Adding a New Provider

  1. Implement the Provider:
// src/core/providers/myai/mod.rs
pub struct MyAIProvider {
    config: MyAIConfig,
    client: HttpClient,
}

#[async_trait]
impl LLMProvider for MyAIProvider {
    type Config = MyAIConfig;
    type Error = MyAIError;
    type ErrorMapper = MyAIErrorMapper;
    
    fn name(&self) -> &'static str {
        "myai"
    }
    
    // ... implement all required methods
}
  1. Add to Provider Enum:
pub enum Provider {
    // ... existing providers
    MyAI(myai::MyAIProvider),
}
  1. Update Dispatch Macros:
// Add single line to each macro
Provider::MyAI(p) => LLMProvider::$method(p, $($arg),*).await.map_err(ProviderError::from),
  1. Add to ProviderType:
pub enum ProviderType {
    // ... existing types
    MyAI,
}

Total effort: ~10 lines of boilerplate code changes

📈 Benchmarks

Theoretical Performance Analysis

// Direct provider call (baseline)
let response = openai_provider.chat_completion(request, context).await?;
// Performance: 100% (baseline)

// LiteLLM-RS hybrid approach  
let provider = Provider::OpenAI(openai_provider);
let response = provider.chat_completion(request, context).await?;
// Performance: 100% (identical after optimization)

// Pure trait object approach
let provider: Box<dyn LLMProvider> = Box::new(openai_provider);
let response = provider.chat_completion(request, context).await?;
// Performance: ~85-95% (vtable + heap allocation overhead)

📝 Summary

The LiteLLM-RS Provider Architecture represents a sophisticated balance between performance, safety, and extensibility:

  • 🚀 Performance: Zero-cost abstractions with static dispatch
  • 🛡️ Safety: Compile-time type checking and memory safety
  • 🔧 Maintainability: Uniform interfaces and macro-driven dispatch
  • 📈 Scalability: Easy provider addition with minimal boilerplate
  • 🎯 Reliability: Comprehensive error handling and health monitoring

This architecture enables LiteLLM-RS to deliver production-grade performance while maintaining the developer experience and ecosystem compatibility that makes LiteLLM successful.

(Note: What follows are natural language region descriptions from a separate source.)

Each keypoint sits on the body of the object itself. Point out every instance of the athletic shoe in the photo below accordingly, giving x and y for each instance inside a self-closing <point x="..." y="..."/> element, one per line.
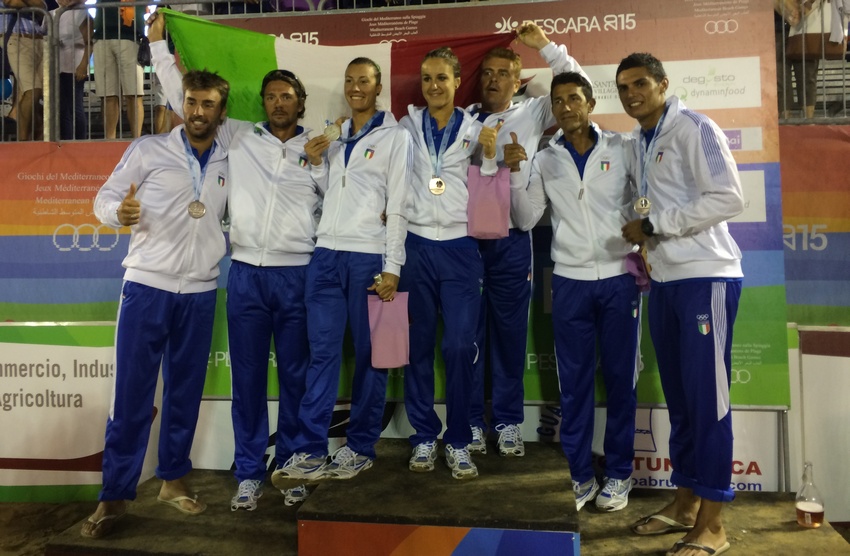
<point x="423" y="457"/>
<point x="510" y="440"/>
<point x="246" y="496"/>
<point x="615" y="495"/>
<point x="301" y="466"/>
<point x="346" y="463"/>
<point x="479" y="443"/>
<point x="460" y="463"/>
<point x="294" y="495"/>
<point x="585" y="492"/>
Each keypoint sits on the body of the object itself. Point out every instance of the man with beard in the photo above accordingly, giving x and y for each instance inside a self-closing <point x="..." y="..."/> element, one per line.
<point x="171" y="191"/>
<point x="273" y="208"/>
<point x="503" y="323"/>
<point x="585" y="174"/>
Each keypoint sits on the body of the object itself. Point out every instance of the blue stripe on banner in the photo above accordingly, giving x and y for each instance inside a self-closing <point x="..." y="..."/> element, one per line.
<point x="59" y="290"/>
<point x="827" y="293"/>
<point x="763" y="268"/>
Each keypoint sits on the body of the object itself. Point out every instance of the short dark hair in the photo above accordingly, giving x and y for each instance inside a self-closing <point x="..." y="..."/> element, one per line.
<point x="506" y="54"/>
<point x="364" y="61"/>
<point x="287" y="77"/>
<point x="204" y="80"/>
<point x="446" y="53"/>
<point x="643" y="60"/>
<point x="572" y="77"/>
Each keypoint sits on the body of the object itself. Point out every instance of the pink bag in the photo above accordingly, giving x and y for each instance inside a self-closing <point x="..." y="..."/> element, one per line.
<point x="390" y="329"/>
<point x="489" y="207"/>
<point x="636" y="266"/>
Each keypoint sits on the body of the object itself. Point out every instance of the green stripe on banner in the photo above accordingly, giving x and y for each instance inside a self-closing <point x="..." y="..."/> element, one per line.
<point x="50" y="493"/>
<point x="82" y="334"/>
<point x="819" y="315"/>
<point x="248" y="57"/>
<point x="59" y="312"/>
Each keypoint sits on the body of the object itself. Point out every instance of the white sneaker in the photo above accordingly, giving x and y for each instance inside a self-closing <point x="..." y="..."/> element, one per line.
<point x="479" y="442"/>
<point x="301" y="466"/>
<point x="615" y="495"/>
<point x="510" y="440"/>
<point x="246" y="496"/>
<point x="460" y="463"/>
<point x="585" y="492"/>
<point x="423" y="457"/>
<point x="346" y="463"/>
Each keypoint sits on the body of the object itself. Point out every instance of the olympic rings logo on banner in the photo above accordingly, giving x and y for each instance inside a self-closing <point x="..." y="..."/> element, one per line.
<point x="721" y="27"/>
<point x="85" y="237"/>
<point x="740" y="376"/>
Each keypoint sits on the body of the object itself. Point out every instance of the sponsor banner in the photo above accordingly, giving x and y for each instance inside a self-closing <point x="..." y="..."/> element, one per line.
<point x="816" y="223"/>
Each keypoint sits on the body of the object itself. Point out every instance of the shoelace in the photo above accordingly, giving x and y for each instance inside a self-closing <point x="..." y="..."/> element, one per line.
<point x="461" y="456"/>
<point x="344" y="456"/>
<point x="508" y="434"/>
<point x="247" y="489"/>
<point x="423" y="451"/>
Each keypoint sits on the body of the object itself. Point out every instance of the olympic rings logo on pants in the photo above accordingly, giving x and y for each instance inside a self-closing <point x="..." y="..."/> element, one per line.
<point x="721" y="27"/>
<point x="85" y="237"/>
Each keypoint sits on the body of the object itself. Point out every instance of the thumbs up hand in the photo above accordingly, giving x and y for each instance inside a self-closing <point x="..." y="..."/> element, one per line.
<point x="514" y="153"/>
<point x="487" y="139"/>
<point x="130" y="208"/>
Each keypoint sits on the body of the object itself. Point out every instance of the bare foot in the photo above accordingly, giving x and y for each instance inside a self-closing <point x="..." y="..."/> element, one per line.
<point x="176" y="494"/>
<point x="101" y="522"/>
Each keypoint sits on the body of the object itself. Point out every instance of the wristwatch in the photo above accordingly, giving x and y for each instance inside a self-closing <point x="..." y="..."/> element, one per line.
<point x="646" y="227"/>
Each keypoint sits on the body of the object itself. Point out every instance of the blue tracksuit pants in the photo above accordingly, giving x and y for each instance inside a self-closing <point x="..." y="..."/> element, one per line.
<point x="154" y="328"/>
<point x="587" y="314"/>
<point x="691" y="322"/>
<point x="337" y="283"/>
<point x="503" y="329"/>
<point x="265" y="303"/>
<point x="442" y="277"/>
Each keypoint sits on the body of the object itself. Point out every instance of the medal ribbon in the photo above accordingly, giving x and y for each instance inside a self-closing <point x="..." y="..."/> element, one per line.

📋 Current Implementation Status

✅ Fully Implemented (12 Providers)

  • OpenAI: Complete with streaming, embeddings, image generation
  • Anthropic: Complete with streaming and function calling
  • Azure: OpenAI-compatible with enterprise features
  • Mistral: Chat completion and function calling
  • DeepSeek: High-performance Chinese AI provider
  • Moonshot: Alternative OpenAI-compatible provider
  • MetaLlama: Meta's LLaMA models via various providers
  • OpenRouter: Multi-provider routing and access
  • VertexAI: Google Cloud AI platform integration
  • V0: Development and testing provider
  • DeepInfra: Model hosting platform
  • AzureAI: Azure AI Foundry integration

🎯 Architecture Benefits Achieved

  1. 100% API Consistency: All 12 providers use identical method signatures
  2. Zero Runtime Overhead: Static dispatch with compile-time optimization
  3. Type Safety: Comprehensive compile-time checking prevents runtime errors
  4. Extensibility: Adding new providers requires minimal boilerplate changes
  5. Error Handling: Unified error system with automatic conversion
  6. Feature Parity: Consistent streaming, embeddings, and health check support

🚀 Next Steps

  1. Performance Benchmarks: Comprehensive performance testing across all providers
  2. Integration Tests: End-to-end testing with real provider APIs
  3. Documentation: Complete API documentation and usage examples
  4. Production Hardening: Error handling, retry logic, and monitoring improvements

This unified architecture successfully combines the performance benefits of Rust's type system with the developer experience of Python LiteLLM's uniform API design.